Of course, theologically speaking, according to the same line of reasoning, how did the intelligent designer's level of organization, prescription, processing, control and regulation get started? special pleading .
Equivocation, the argument from incredulity, special pleading, begging the question are all cogent possibilities for the OP's question:
"How many fallacies are in this quote?"
I would point out that False equivalence applies to one particular respondent's feeble defense:
"Intelligent design is an alternative theory to natural selection for the mechanism behind the appearance of organization."
Intelligent design may be an "alternative" theory in the most generous of terms but is as equal to valid evolutionary science as astrology is to behavioral science, phrenology is to neuroscience, or homeopathy is to medical science.

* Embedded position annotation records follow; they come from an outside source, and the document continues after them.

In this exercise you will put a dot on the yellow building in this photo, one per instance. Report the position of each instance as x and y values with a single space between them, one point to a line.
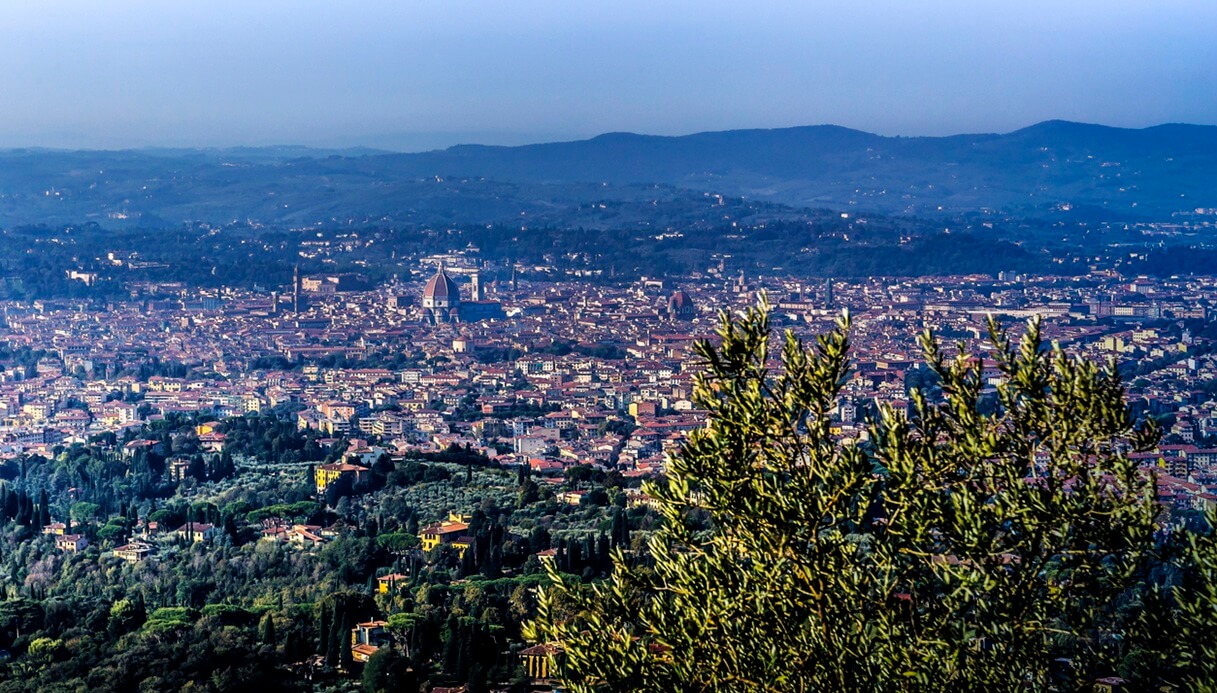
450 531
392 582
327 474
538 660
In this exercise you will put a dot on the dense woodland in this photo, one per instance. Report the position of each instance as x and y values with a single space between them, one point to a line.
236 612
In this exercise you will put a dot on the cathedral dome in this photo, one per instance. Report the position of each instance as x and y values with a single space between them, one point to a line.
441 291
680 305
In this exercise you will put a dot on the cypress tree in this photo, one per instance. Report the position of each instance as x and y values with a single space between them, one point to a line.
268 631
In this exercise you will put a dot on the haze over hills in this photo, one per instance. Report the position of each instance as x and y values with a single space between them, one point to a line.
1047 169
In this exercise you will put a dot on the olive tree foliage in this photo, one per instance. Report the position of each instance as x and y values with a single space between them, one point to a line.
963 545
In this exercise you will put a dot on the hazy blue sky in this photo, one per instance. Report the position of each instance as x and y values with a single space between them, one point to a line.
410 74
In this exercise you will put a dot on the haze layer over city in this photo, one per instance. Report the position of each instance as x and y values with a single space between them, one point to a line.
545 347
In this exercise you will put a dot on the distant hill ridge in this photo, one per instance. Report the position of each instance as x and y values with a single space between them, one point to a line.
1049 168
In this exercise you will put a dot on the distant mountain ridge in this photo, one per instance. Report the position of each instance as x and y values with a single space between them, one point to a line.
1050 168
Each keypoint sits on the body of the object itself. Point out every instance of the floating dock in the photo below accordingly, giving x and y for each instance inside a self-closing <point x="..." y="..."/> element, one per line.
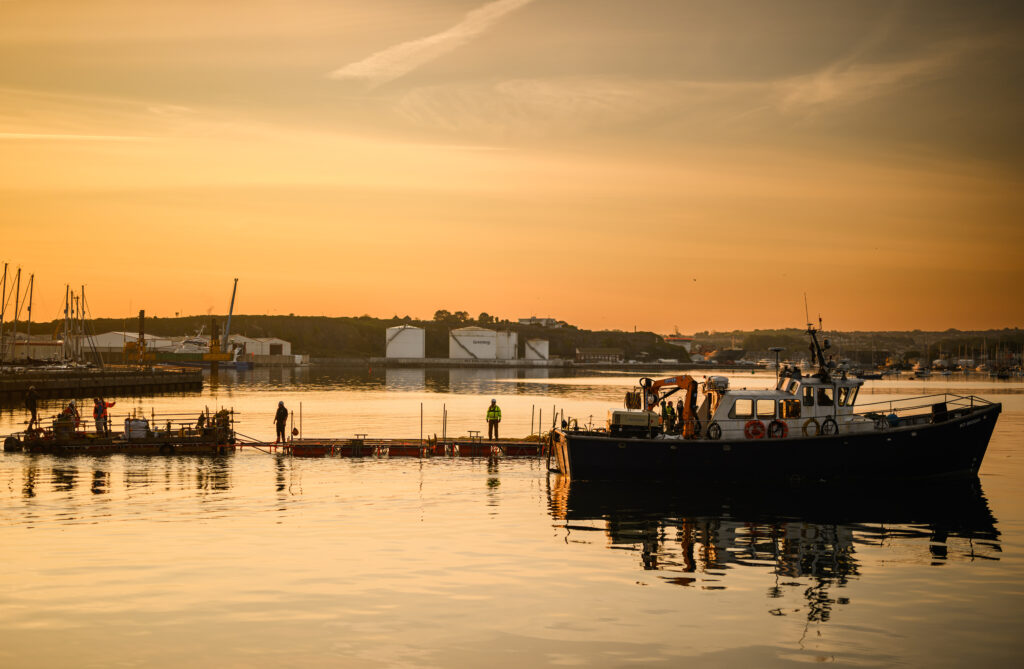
<point x="87" y="382"/>
<point x="361" y="448"/>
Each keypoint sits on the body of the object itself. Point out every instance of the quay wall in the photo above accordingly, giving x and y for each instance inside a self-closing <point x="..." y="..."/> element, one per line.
<point x="86" y="383"/>
<point x="463" y="362"/>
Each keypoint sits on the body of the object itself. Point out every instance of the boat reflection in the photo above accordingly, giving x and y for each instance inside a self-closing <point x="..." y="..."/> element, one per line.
<point x="803" y="541"/>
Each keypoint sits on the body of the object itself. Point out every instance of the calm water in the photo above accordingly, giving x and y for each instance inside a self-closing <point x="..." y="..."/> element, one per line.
<point x="267" y="560"/>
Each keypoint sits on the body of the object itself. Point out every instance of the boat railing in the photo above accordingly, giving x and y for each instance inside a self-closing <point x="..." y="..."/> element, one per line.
<point x="927" y="402"/>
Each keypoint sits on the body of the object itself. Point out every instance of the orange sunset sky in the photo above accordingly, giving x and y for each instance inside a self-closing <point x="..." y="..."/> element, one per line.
<point x="650" y="163"/>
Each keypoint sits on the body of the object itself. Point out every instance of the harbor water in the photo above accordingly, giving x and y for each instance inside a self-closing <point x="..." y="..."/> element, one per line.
<point x="255" y="559"/>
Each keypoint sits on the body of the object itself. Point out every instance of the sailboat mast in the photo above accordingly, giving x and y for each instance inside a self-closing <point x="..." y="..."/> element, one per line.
<point x="67" y="342"/>
<point x="17" y="301"/>
<point x="32" y="286"/>
<point x="3" y="302"/>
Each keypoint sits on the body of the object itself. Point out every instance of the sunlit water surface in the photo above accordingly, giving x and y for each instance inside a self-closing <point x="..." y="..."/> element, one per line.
<point x="255" y="559"/>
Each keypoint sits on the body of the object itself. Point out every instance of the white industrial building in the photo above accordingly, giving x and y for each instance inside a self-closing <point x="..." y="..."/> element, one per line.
<point x="537" y="349"/>
<point x="267" y="346"/>
<point x="506" y="345"/>
<point x="406" y="341"/>
<point x="473" y="343"/>
<point x="110" y="342"/>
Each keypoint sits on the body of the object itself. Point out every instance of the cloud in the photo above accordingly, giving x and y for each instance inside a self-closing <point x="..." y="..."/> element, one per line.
<point x="855" y="83"/>
<point x="70" y="137"/>
<point x="401" y="58"/>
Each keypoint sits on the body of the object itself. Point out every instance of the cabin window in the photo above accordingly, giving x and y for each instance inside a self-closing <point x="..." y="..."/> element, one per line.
<point x="844" y="393"/>
<point x="808" y="395"/>
<point x="742" y="409"/>
<point x="824" y="398"/>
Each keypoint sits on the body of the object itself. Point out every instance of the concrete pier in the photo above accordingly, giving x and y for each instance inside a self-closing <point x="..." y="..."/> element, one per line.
<point x="85" y="383"/>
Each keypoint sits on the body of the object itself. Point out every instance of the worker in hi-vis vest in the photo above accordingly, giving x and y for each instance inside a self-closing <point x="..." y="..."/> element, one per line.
<point x="494" y="417"/>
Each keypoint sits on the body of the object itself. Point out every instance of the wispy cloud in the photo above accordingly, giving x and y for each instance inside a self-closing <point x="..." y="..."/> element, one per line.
<point x="70" y="137"/>
<point x="849" y="84"/>
<point x="401" y="58"/>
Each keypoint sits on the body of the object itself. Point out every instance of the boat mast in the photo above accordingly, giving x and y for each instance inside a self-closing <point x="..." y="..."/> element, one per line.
<point x="17" y="295"/>
<point x="32" y="285"/>
<point x="3" y="303"/>
<point x="67" y="342"/>
<point x="230" y="309"/>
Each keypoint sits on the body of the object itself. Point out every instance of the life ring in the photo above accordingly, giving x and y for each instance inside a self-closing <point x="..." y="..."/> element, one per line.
<point x="829" y="426"/>
<point x="754" y="429"/>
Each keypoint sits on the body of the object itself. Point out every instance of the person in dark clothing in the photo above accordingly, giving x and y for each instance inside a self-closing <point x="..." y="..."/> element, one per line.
<point x="494" y="417"/>
<point x="32" y="404"/>
<point x="281" y="420"/>
<point x="99" y="407"/>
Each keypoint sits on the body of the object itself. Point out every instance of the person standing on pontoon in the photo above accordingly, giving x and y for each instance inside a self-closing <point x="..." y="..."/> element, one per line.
<point x="32" y="404"/>
<point x="494" y="417"/>
<point x="281" y="420"/>
<point x="99" y="408"/>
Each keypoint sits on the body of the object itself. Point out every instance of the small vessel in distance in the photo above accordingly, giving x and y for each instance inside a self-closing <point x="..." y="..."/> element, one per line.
<point x="807" y="428"/>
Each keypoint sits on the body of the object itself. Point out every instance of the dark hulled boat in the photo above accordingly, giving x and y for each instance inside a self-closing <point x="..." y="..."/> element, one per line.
<point x="805" y="429"/>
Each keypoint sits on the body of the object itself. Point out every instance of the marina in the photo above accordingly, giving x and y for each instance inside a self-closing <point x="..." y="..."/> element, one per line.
<point x="486" y="530"/>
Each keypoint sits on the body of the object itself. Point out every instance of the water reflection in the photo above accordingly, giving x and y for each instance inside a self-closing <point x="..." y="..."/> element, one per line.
<point x="100" y="482"/>
<point x="406" y="379"/>
<point x="806" y="542"/>
<point x="213" y="473"/>
<point x="64" y="478"/>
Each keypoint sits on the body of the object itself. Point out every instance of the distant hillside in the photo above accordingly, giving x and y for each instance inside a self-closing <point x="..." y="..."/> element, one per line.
<point x="365" y="336"/>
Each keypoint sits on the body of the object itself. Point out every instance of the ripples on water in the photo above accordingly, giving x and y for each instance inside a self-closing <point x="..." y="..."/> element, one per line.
<point x="259" y="560"/>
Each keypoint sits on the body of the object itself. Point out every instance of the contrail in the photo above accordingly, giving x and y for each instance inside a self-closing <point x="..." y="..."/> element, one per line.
<point x="399" y="59"/>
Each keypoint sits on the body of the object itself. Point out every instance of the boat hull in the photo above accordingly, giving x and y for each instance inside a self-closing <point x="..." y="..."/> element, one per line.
<point x="950" y="447"/>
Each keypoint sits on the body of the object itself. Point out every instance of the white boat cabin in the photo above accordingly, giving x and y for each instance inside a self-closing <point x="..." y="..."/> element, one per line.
<point x="798" y="406"/>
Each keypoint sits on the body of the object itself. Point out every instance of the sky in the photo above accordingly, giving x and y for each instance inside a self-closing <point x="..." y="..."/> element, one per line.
<point x="649" y="164"/>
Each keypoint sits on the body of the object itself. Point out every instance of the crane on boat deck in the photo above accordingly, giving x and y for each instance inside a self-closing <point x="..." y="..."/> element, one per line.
<point x="652" y="395"/>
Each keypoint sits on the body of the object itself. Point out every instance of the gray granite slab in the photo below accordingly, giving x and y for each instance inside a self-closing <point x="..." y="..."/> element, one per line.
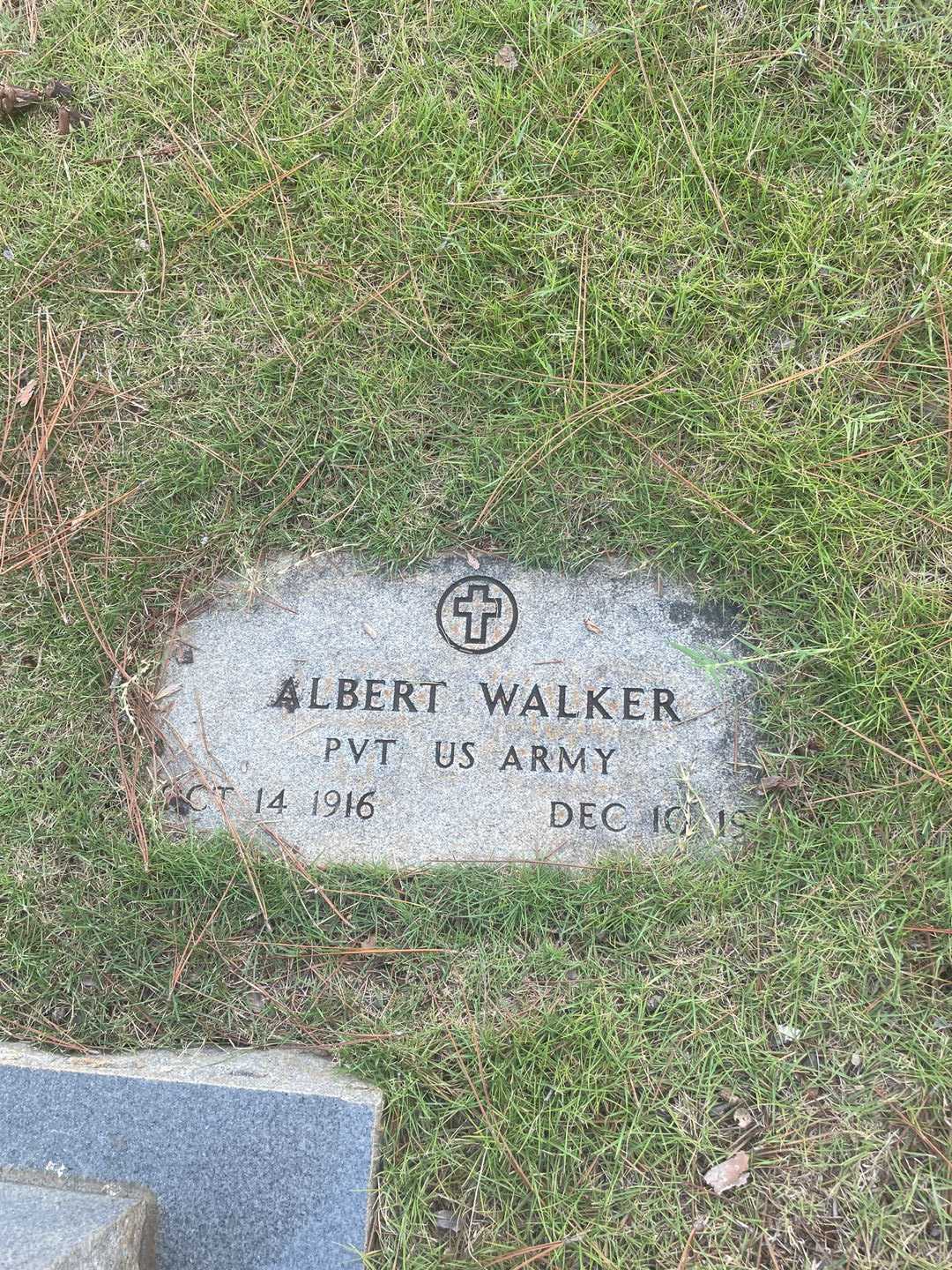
<point x="49" y="1223"/>
<point x="258" y="1160"/>
<point x="469" y="710"/>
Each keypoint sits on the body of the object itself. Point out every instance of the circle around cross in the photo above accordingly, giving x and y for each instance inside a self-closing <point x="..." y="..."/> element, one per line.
<point x="480" y="602"/>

"In fact, In the United States federal court case Kitzmiller v. Dover Area School District (2005), intelligent design was judged a repackaged version of creationism and as such introducing intelligent design in public school science classrooms was unconstitutional religious infringement."
It should also be pointed out that since the mid-1990s George W. Gilchrist of the University of Washington and more recently, Barbara Forrest of Southeastern Louisiana University and Lawrence M. Krauss of Case Western Reserve University surveyed over 20,000,000 peer-reviewed scientific papers over the last twenty years, approximately 150,000 dealt with evolution, and out of these 150, 000 peer-reviewed scientific journals 80 papers on Intelligent Design were written and submitted by Christian mechanical engineers and not qualified evolutionary biologists.
150, 000 scientific papers on evolution versus 80 on Intelligent Design out of 20,000,000 submissions over 20 years.
So, the overwhelming consensus is that Intelligent Design is a religious rehash of Creationism and not a science, and therefore not equivalent in any manner.
While Steven Meyer's most recent "Return of the God Hypothesis" has earned great accolades and newfound respectability for ID as a legitimate scientific rebuttal to evolutionary theory, I challenge anyone's brain not to freeze up by the strenuous machinations and glaring confirmation bias running rampant through every single page of Meyer's laborious assertions. (It's 400 pages!)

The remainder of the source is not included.